Either that or my family, friends and I are much worse off than most Americans.
10% unemployment? Just 1 in 10 are involuntarily not working? In my circle (college educated,Caucasian, mainly blue collar, over 45) it is much higher.
Just reflecting on the (at least 50 million) uninsured in America, is so sadistic. That is a problem that could and should be resolved with a "pen stroke", because it is undoubtedly, the right thing to do. That is much more pressing than any bail-out or stimulus. In fact, with Universal health care, Americans would be able to deal with all of the other problems, much more effectively. The undeniable, and life-or-death necessity of having health care for everyone, lies at the very heart of all of the other problems.
Bankruptcy?- health care costs the largest reason.

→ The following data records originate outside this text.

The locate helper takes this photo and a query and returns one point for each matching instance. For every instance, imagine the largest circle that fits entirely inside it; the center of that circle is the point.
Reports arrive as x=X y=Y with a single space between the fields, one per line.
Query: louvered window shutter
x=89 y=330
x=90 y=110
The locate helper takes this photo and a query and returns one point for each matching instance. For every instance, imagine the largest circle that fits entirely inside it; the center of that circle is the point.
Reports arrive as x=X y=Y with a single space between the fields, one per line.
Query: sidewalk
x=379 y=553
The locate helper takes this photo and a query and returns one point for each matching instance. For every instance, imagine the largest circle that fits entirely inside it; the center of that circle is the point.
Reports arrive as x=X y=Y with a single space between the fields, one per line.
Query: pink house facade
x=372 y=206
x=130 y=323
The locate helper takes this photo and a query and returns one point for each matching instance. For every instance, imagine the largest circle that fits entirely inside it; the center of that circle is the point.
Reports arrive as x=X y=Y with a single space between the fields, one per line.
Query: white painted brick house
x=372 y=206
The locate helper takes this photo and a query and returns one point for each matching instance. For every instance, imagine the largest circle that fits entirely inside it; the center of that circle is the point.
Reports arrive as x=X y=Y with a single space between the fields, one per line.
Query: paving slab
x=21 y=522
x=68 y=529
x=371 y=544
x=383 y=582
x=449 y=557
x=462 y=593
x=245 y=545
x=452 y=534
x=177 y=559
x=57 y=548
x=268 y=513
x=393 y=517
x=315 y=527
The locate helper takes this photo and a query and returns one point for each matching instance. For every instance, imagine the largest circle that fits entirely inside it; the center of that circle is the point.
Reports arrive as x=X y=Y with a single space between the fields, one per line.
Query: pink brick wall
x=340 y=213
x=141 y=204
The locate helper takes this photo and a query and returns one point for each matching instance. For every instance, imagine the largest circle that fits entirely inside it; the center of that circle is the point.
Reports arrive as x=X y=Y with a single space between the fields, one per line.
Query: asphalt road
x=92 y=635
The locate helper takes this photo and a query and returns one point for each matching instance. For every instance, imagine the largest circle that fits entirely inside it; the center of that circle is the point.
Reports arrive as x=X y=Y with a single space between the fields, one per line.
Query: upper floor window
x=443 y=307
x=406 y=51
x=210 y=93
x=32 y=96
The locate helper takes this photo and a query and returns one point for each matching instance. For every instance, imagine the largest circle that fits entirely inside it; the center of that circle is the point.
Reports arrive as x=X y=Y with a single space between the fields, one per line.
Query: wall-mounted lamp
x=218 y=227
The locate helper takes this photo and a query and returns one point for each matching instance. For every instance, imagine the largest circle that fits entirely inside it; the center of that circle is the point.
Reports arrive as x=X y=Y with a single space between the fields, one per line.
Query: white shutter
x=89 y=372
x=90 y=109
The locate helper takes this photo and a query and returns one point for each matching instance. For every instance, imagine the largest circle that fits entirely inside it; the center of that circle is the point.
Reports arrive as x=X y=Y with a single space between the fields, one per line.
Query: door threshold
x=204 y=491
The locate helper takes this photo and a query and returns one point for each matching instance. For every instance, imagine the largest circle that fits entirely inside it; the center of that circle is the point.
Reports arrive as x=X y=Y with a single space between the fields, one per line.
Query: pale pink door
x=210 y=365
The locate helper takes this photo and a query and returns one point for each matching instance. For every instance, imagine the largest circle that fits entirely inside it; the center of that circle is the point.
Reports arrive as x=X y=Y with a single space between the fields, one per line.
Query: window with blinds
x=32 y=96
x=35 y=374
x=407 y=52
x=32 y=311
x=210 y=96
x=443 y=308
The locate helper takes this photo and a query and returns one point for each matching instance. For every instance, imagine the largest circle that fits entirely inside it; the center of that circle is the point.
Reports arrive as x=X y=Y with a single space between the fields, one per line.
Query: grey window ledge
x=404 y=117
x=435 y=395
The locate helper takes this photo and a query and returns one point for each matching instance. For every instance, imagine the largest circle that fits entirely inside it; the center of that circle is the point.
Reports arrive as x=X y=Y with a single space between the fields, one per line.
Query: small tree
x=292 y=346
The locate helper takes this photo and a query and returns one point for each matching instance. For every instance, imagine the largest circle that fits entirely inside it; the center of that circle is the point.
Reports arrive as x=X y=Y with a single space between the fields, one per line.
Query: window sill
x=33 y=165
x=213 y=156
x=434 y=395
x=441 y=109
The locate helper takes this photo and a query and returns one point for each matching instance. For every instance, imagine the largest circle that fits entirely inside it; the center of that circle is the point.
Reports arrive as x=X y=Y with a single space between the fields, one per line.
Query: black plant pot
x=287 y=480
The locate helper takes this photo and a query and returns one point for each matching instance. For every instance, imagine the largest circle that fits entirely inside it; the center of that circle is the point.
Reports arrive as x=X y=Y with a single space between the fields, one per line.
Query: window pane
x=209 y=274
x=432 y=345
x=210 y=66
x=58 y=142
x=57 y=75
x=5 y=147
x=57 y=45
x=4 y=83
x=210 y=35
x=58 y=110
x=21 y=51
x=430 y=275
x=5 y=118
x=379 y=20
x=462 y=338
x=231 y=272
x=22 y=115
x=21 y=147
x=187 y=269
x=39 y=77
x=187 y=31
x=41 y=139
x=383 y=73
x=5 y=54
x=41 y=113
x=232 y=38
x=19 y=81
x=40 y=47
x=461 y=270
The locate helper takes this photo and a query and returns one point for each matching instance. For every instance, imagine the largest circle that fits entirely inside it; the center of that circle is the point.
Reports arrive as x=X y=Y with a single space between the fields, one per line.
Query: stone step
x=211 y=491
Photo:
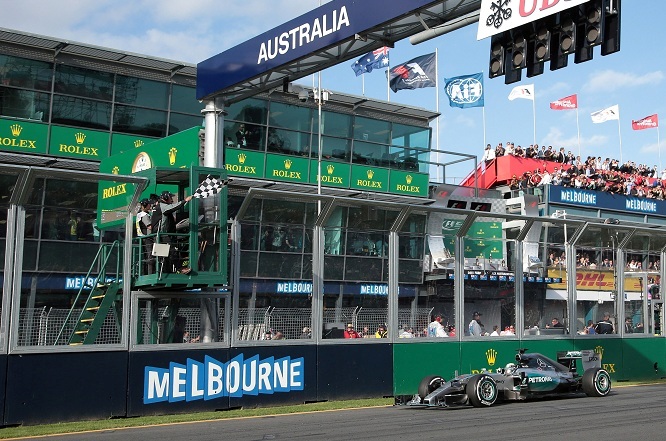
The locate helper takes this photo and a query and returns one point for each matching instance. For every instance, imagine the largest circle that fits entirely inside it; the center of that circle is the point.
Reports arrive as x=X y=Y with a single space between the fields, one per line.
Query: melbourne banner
x=567 y=103
x=649 y=122
x=604 y=200
x=212 y=379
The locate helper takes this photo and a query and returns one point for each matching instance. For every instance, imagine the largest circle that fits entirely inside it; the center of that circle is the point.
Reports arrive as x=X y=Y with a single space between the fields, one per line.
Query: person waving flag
x=372 y=60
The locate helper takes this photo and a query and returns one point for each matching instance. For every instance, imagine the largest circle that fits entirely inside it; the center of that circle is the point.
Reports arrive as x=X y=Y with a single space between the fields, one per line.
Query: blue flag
x=465 y=91
x=372 y=60
x=414 y=74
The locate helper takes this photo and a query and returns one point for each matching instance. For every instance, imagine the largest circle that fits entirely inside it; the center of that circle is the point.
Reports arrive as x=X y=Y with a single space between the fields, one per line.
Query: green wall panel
x=413 y=361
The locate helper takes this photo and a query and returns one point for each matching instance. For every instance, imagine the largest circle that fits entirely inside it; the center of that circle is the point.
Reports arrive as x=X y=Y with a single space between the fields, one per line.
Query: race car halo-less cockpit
x=531 y=376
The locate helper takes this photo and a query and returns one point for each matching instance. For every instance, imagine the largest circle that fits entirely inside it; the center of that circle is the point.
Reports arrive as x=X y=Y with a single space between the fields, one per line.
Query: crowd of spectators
x=587 y=260
x=560 y=167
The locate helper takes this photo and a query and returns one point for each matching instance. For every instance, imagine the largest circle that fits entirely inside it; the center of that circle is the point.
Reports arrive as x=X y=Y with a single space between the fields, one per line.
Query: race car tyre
x=430 y=384
x=481 y=391
x=596 y=382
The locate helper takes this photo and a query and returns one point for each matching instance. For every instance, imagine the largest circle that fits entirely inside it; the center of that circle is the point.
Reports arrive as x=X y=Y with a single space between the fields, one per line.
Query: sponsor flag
x=465 y=91
x=607 y=114
x=567 y=103
x=372 y=60
x=414 y=74
x=649 y=122
x=209 y=187
x=525 y=92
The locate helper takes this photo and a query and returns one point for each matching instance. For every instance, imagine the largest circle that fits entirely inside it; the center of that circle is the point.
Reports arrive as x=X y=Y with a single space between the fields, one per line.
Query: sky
x=192 y=31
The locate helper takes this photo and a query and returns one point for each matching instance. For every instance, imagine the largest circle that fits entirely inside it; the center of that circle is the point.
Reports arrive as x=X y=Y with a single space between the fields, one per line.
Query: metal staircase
x=105 y=292
x=94 y=313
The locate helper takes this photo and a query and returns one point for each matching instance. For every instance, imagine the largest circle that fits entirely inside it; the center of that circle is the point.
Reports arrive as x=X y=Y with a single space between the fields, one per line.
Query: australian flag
x=372 y=60
x=414 y=74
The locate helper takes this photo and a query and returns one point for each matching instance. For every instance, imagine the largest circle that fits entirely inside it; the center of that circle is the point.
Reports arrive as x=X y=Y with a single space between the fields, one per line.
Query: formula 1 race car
x=533 y=375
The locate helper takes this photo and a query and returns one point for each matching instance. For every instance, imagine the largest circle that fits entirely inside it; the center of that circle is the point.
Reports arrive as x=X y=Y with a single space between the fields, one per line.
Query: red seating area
x=500 y=170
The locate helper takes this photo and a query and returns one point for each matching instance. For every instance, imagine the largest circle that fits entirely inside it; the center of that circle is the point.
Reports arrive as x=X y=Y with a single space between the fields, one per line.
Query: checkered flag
x=209 y=187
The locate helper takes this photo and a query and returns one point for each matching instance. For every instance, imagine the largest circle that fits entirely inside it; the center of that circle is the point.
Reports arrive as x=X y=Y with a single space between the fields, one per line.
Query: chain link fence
x=40 y=326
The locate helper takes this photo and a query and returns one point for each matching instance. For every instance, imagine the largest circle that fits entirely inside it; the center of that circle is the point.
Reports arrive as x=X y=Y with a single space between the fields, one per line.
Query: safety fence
x=40 y=326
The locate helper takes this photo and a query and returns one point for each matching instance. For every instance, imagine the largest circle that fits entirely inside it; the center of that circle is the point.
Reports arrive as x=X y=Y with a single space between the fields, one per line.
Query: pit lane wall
x=626 y=359
x=42 y=388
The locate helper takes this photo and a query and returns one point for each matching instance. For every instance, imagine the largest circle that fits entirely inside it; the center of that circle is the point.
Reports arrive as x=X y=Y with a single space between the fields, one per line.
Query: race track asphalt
x=628 y=413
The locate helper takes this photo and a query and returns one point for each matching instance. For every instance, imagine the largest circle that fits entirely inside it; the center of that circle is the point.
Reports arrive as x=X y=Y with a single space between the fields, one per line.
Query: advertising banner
x=23 y=137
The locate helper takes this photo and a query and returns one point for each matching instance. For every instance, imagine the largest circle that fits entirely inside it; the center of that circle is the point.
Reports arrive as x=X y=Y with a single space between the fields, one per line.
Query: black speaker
x=610 y=27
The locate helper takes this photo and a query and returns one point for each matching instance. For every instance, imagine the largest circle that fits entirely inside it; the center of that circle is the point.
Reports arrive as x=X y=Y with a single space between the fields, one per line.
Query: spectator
x=555 y=323
x=475 y=327
x=167 y=225
x=488 y=154
x=350 y=332
x=628 y=326
x=406 y=332
x=604 y=326
x=307 y=333
x=436 y=329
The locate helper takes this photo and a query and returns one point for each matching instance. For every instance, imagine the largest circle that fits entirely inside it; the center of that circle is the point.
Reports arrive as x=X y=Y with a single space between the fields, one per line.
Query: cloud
x=189 y=32
x=611 y=80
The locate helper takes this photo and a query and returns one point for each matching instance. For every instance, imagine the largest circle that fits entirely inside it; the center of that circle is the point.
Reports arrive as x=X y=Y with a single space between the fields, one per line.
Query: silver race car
x=532 y=375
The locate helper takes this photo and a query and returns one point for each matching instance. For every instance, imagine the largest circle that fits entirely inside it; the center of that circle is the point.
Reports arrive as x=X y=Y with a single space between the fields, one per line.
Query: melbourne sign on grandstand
x=600 y=199
x=212 y=379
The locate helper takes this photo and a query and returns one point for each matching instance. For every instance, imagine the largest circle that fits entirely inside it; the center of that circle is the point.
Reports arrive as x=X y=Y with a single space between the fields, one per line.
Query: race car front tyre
x=481 y=391
x=430 y=384
x=596 y=382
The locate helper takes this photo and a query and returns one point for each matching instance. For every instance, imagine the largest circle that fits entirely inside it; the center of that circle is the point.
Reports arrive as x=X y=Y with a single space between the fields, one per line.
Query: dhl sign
x=597 y=280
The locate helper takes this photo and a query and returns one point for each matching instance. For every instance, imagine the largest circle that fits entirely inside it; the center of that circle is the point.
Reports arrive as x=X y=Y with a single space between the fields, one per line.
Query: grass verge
x=85 y=426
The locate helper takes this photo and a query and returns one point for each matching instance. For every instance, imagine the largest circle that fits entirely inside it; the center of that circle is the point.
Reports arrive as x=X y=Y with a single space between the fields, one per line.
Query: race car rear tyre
x=430 y=384
x=596 y=382
x=481 y=391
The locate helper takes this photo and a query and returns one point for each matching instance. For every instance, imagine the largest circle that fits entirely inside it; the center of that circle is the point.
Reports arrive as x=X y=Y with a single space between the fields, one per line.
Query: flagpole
x=619 y=132
x=484 y=126
x=534 y=115
x=437 y=110
x=578 y=129
x=388 y=82
x=659 y=150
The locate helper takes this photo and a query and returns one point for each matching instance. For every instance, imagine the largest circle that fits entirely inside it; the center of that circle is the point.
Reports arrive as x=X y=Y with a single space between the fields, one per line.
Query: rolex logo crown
x=80 y=137
x=491 y=356
x=16 y=129
x=599 y=350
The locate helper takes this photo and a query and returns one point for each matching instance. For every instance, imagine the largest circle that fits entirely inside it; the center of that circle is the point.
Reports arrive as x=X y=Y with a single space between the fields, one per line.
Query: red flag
x=649 y=122
x=567 y=103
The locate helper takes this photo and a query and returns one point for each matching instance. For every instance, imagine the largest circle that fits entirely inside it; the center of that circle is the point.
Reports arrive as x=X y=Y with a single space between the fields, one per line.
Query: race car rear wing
x=589 y=359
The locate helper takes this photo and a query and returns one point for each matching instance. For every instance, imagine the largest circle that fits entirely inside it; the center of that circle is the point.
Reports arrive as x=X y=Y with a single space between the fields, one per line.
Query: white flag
x=525 y=92
x=612 y=112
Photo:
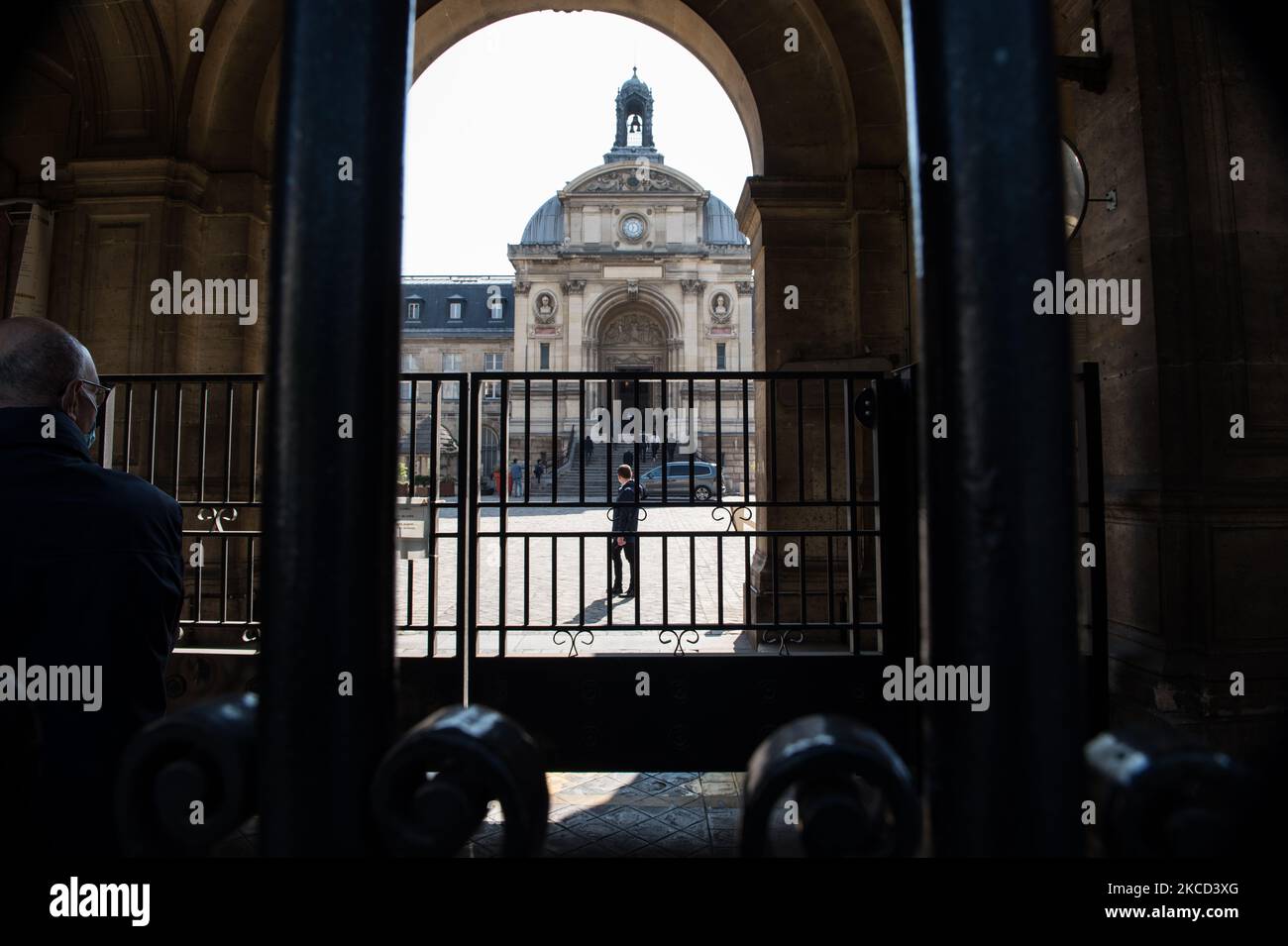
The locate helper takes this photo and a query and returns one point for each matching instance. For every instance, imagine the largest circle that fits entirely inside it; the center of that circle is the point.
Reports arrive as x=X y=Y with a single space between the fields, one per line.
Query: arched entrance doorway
x=634 y=339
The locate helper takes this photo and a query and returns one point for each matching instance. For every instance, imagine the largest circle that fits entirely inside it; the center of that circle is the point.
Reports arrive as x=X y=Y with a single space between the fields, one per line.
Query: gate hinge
x=866 y=407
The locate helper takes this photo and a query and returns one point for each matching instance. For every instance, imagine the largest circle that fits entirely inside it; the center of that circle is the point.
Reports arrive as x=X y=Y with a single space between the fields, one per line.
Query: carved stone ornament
x=617 y=181
x=545 y=306
x=721 y=309
x=625 y=332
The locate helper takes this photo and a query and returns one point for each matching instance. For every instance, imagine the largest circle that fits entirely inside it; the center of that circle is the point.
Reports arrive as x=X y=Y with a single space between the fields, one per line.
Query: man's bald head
x=38 y=361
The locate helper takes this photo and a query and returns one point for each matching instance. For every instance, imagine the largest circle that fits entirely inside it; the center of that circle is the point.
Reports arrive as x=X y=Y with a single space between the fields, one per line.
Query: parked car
x=700 y=486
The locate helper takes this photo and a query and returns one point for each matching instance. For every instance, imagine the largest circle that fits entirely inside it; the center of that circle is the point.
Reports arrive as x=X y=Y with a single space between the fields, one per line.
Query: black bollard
x=189 y=779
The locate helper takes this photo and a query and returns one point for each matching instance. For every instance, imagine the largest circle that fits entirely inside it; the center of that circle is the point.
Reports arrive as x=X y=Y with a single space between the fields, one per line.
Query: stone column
x=1197 y=520
x=803 y=244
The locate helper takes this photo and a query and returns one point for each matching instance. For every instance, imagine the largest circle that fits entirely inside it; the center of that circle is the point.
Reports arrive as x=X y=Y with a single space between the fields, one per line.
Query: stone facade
x=634 y=266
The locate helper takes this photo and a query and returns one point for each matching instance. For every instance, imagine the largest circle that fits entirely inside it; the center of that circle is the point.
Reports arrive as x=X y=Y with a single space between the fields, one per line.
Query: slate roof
x=476 y=318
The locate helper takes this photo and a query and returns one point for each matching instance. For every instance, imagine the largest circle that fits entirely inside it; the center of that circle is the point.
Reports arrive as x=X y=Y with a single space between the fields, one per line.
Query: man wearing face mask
x=90 y=576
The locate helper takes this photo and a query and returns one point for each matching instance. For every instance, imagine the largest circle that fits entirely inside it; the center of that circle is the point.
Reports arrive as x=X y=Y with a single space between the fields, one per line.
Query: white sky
x=515 y=111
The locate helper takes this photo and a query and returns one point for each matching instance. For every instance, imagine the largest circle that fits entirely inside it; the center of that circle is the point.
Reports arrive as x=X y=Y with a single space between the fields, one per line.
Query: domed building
x=631 y=265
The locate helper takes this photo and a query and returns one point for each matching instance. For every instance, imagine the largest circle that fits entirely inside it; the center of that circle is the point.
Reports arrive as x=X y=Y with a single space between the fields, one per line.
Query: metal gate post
x=330 y=495
x=1000 y=490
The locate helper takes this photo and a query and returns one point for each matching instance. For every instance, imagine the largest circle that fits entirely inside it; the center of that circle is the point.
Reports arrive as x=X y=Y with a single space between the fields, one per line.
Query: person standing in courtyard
x=625 y=536
x=515 y=477
x=90 y=577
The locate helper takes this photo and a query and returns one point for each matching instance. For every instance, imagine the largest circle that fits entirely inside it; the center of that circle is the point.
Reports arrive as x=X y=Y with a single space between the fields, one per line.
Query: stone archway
x=632 y=339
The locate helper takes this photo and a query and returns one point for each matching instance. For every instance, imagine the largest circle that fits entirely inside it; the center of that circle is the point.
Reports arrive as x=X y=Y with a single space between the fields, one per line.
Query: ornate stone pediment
x=635 y=180
x=627 y=332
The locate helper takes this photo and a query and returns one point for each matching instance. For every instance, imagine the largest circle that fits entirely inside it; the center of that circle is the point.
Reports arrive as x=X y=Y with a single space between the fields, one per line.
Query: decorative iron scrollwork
x=782 y=639
x=218 y=515
x=682 y=637
x=572 y=639
x=742 y=512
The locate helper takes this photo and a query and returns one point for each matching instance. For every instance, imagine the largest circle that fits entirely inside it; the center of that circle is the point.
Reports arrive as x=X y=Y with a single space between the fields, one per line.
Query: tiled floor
x=609 y=815
x=632 y=815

I go hungry in order to afford my medicine and I know that many others do.
IMO, most of the over 45 population, will do almost anything to obtain or continue health care. It is a matter of survival. To allow profits to trump life is proof positive that our "brand of capitalism" is an abysmal failure. It used to be illegal for a hospital to turn away someone who could not afford treatment. Now, if they do "treat" you without insurance it will be just enough "treatment" for you to be able to leave the hospital, ambulatory or not.
How the "profit first" crowd has been able to prevent universal health care in America is beyond any rational comprehension. Amazingly, the insurance companies get huge discounts from providers and the uninsured are charged at about triple the costs for the same treatments.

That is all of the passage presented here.